When you take a step back and look at the gaming industry, you can see that there's been an incredible shift in power over the past two decades. When Steve Wynn built The Mirage in Las Vegas he was taking a massive risk and had to rely on junk bonds from Wall Street to finance his project.

But today, gaming companies not only have better balance sheets, they have the scale and cash flow to pick and choose expansion opportunities, both versus smaller competitors as well as in relation to markets where they operate. That shift in bargaining power should lead to strong returns for at least the next decade, even as gaming expands across Asia.

As countries like Japan look to open up gambling, they're looking for massive resorts like the $5.7 billion Marina Bay Sands that Las Vegas Sands built in Singapore. Image courtesy of Las Vegas Sands.

To the winner goes the spoils
Las Vegas Sands (LVS -8.66%), Wynn Resorts (WYNN -1.42%), and MGM Resorts (MGM 0.02%) were already industry powers when they entered Macau, but the region grew so fast and to such scale that they've become behemoths of the industry.

Below, I've provided a list of total assets and operating cash flows for six of the largest gaming companies in the U.S.

 

Total Assets

Operating Cash Flow (ttm)

Las Vegas Sands 

$22.7 billion

$4.44 billion

Wynn Resorts 

$8.4 billion

$1.68 billion

MGM Resorts 

$26.1 billion

$1.31 billion

Boyd Gaming 

$5.7 billion

$277.0 million

Penn National Gaming 

$2.2 billion

$440.8 million

Pinnacle Entertainment 

$5.2 billion

$161.1 million

Source: SEC Filings

Note that Las Vegas Sands, Wynn, and MGM have considerably more in assets, but more importantly are generating much higher annual cash flow. The other company that can compete with the big names is Melco Crown (MLCO -2.66%), which is based in Asia and had $8.8 billion in assets and generated $1.3 billion in EBITDA last year.
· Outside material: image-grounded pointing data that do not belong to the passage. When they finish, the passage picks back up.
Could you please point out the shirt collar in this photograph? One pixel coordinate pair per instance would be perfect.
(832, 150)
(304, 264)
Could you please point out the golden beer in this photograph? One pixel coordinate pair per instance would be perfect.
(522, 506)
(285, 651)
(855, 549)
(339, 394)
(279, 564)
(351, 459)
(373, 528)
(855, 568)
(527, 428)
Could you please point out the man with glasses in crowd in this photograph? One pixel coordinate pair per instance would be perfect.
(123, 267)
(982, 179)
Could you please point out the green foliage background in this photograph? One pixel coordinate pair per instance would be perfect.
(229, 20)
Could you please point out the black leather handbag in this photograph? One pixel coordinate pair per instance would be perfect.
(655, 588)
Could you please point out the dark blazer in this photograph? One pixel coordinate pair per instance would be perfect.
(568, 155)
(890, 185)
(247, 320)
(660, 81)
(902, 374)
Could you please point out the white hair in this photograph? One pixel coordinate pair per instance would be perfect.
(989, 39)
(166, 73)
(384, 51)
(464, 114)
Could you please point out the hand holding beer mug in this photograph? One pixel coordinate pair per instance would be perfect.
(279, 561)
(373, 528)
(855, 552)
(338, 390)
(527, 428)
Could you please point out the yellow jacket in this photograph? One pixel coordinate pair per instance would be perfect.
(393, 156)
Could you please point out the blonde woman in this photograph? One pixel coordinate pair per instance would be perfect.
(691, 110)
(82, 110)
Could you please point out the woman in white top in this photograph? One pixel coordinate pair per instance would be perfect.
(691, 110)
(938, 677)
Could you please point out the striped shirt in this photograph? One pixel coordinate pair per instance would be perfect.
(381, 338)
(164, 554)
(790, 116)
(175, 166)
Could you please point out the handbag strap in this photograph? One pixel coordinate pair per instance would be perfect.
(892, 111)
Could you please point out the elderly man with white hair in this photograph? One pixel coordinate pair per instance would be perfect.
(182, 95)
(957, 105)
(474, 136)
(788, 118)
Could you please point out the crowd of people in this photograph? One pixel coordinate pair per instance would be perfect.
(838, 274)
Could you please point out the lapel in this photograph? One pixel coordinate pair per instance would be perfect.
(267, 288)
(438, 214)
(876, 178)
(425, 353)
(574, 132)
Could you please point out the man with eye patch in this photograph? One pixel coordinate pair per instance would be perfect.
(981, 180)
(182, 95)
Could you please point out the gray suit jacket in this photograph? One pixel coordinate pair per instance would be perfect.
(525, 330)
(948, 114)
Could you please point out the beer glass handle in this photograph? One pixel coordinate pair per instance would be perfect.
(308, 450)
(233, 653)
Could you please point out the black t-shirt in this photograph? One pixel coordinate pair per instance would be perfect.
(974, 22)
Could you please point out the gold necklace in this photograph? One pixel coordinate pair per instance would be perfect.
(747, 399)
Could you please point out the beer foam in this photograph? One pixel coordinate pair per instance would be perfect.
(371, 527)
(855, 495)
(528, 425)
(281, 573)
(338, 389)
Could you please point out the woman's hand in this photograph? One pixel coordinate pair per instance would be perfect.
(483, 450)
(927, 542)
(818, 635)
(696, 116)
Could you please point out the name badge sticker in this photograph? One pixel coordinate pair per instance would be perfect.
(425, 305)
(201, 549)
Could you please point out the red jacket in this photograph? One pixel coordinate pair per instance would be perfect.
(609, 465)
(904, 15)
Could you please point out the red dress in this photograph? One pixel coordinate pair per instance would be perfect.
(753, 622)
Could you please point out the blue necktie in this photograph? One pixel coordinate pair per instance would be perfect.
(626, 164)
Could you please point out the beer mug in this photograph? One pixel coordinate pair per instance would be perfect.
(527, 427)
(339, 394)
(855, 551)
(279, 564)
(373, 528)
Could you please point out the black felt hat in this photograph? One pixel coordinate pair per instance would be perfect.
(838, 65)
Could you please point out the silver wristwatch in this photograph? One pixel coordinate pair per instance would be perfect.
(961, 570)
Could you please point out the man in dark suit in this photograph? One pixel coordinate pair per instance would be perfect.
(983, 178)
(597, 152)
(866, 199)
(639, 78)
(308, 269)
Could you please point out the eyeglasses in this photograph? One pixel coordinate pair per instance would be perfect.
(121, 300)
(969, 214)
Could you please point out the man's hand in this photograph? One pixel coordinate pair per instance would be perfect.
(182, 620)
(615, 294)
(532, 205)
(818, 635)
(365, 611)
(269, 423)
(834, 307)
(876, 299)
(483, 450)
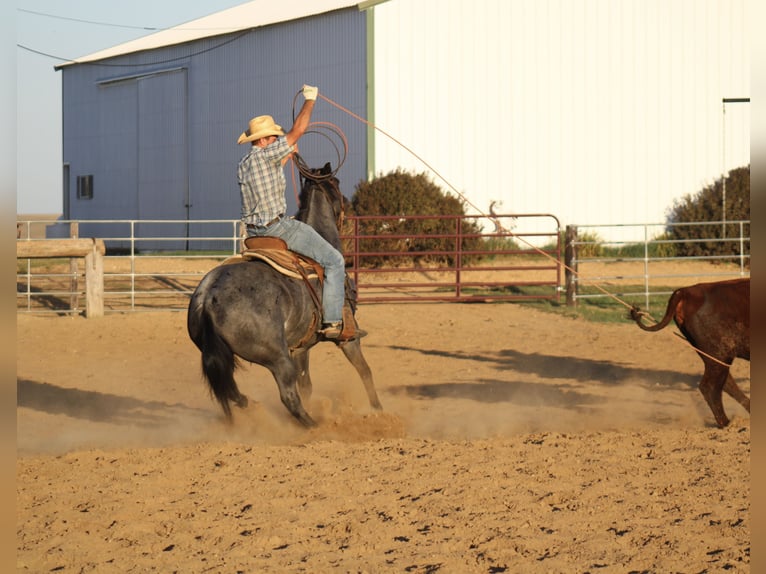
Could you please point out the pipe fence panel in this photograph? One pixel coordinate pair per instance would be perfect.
(391, 259)
(647, 271)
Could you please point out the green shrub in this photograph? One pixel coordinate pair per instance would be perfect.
(706, 206)
(400, 239)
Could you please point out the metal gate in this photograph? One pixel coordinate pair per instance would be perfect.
(454, 258)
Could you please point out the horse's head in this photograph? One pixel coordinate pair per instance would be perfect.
(322, 205)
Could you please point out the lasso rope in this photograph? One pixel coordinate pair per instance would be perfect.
(497, 223)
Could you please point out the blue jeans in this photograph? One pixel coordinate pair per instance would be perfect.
(304, 239)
Melco Crown's City of Dreams is just one of many mega resorts in Macau that spit off billions in cash to operators. Image courtesy of Melco Crown.

The reason this size and cash flow is important is because when new gaming markets open up they're not looking for small, regional casinos; they're looking for multibillion dollar tourist grabbing mega resorts. There are only a handful of companies in the world that can build those resorts, so it's essentially an oligopoly for the big players in gaming.

Japan is the market that will be hotly contested when regulations are written, but don't think that the competition will kill profits. Singapore was also hotly contested and cost $5.7 billion to build. But since the project opened in 2010, it's generated $4.9 billion in EBITDA, nearly paying for itself in just over three years.

The economics are just as good, if not better in Macau, and as cash builds these companies have the ability to build bigger and more elaborate projects.

Penn National's resort in St. Louis simply isn't the size and scope that new and profitable markets are looking for. Image courtesy of Penn National.

The companies that can win in the billion dollar gaming business
Small companies like Penn National, Pinnacle Entertainment, Boyd Gaming, and even Caesars Entertainment (which is primarily a regional gaming company) are going to have a hard time expanding beyond smaller, more regional resorts because of their smaller balance sheets and lower cash flow. They just can't build a $5 billion resort at the drop of a hat and today that's where the big profits are.

Las Vegas Sands, Wynn Resorts, Melco Crown, and even MGM Resorts have the size and know-how to pull off those projects. When you add in Galaxy, which operates in Macau, and Genting Group, which owns the other license in Singapore and is building in Las Vegas, I see six major competitors for the expansion of gaming around the globe and particularly in Japan. As Asia grows and gaming expands it's these companies that will slowly grow their footprints.

In my opinion, there's really no reason to look past these companies when looking at gaming stocks because the casino business has become about scale and they are the short list of companies that can still compete.